И, к удивлению Цезаря, уже собравшегося возвращаться по той же дороге, он потянулся вверх; пес, сделав несколько поворотов вокруг хвоста, последовал за ним.
Номер девятнадцать, кирпичный дом в полтора этажа, выглядел значительно лучше своих соседей на этой улице. На клумбе росли розы, а в дальнем конце двора стоял точно такой же «Москвич», какой София купила для Эдуарда.
Окна были закрыты.
– Эй, есть тут кто-нибудь? – кликнул Эрвин.
Послышался звон цепи, и из-за угла дома появилась крупная овчарка, похожая на ту, для которой Герман собирал кости у всех родственников. Заметив Эрвина – или, скорее, Цезаря – соплеменник Барбоса отреагировал гулким лаем.
Цезарь ответил тихим рычанием.
– Спокойно, Цезарь, зачем ссориться, – сделал Эрвин псу внушение, и, поскольку больше никто не появился, повернул обратно, вниз.
Вернувшись, Эрвин осмотрел критическим взглядом содержимое продуктового шкафа и пришел к выводу, что до понедельника можно продержаться.
Но дальше что?
Пришлось признать, что экономическое положение СССР за последние годы заметно ухудшилось. Это казалось странным, сразу после войны страна ведь лежала в руинах – и, однако, тогда всего хватало, если не в магазинах, то на рынках.

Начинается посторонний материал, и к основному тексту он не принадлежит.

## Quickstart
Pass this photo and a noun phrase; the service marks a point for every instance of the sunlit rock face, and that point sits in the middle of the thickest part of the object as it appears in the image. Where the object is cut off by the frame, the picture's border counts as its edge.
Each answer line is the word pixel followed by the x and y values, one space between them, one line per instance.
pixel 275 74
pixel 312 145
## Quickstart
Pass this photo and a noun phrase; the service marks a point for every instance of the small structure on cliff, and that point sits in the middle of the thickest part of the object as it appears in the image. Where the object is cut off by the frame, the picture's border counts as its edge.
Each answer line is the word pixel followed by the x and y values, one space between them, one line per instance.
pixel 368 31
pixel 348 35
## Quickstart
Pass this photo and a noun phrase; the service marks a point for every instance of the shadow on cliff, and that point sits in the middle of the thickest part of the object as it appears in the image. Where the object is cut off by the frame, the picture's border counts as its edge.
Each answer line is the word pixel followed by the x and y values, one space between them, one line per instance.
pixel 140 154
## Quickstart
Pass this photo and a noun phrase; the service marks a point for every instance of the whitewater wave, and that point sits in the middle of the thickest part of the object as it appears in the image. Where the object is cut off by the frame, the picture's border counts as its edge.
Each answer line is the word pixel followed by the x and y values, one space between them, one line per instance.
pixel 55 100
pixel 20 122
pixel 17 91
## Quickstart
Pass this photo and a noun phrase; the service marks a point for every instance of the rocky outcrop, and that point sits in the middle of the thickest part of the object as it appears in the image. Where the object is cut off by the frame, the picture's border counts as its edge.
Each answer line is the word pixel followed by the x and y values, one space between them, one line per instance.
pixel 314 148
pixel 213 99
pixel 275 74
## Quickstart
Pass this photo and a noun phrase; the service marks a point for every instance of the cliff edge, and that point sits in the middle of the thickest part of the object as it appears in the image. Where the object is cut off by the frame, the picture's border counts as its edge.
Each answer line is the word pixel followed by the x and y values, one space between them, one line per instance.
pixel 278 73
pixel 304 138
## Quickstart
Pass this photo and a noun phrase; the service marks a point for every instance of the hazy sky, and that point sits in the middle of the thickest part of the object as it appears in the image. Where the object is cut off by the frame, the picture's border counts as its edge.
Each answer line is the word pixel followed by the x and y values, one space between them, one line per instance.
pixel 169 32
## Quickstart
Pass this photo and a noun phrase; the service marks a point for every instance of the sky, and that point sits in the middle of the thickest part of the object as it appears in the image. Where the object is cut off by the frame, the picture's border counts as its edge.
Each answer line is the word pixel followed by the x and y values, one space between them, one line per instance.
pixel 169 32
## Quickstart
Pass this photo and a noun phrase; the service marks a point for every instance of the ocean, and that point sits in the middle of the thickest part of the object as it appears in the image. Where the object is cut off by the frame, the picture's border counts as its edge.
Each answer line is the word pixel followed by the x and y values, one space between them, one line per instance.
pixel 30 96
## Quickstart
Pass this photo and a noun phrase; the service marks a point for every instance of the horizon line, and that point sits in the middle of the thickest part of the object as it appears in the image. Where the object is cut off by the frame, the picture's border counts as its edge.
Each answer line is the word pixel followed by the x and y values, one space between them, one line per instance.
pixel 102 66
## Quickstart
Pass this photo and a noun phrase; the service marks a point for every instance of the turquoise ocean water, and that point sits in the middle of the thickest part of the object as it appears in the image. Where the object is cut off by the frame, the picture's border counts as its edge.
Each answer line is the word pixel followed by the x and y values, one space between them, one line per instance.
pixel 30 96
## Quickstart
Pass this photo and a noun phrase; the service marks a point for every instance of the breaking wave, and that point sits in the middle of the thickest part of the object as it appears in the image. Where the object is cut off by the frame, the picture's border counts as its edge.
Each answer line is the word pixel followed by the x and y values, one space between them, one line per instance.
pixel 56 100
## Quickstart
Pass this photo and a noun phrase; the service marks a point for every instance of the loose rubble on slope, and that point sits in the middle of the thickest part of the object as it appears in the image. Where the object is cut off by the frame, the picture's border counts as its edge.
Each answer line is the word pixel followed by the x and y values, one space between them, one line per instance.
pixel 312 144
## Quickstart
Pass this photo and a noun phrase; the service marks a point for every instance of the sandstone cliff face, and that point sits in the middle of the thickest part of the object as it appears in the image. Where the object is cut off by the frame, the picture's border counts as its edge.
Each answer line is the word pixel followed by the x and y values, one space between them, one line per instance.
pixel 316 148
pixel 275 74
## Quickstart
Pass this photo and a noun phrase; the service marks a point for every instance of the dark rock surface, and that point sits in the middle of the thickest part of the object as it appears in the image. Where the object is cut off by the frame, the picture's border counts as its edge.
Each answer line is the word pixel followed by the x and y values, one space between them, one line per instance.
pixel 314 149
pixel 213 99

Деградация началась после смерти Сталина, и в этом, по мнению Эрвина, крылся еще один парадокс. Логично было предположить, что после окончания кровавой эпохи народ заработает с удвоенной энергией и, учитывая богатые недра и немеряные гектары плодородной почвы, наступит изобилие – но не тут-то было. Как только кнут Сталина перестал танцевать по спинам рабочих и крестьян, экономика начала разваливаться. Отправить в космос существ типа Цезаря – с этим советское государство еще справлялось, но производить в должном количестве ветчину и сметану оказалось ему не по силам – даже за той вкусной творожной массой, которую Эрвин с таким удовольствием уничтожал, Контре приходилось ездить в Сочи.
В чем же дело, почему теперь, после того, как в стране уже давно не осталось ни одного эксплуататора, и люди трудились во имя всеобщего блага, плоды этого труда все хирели и хирели?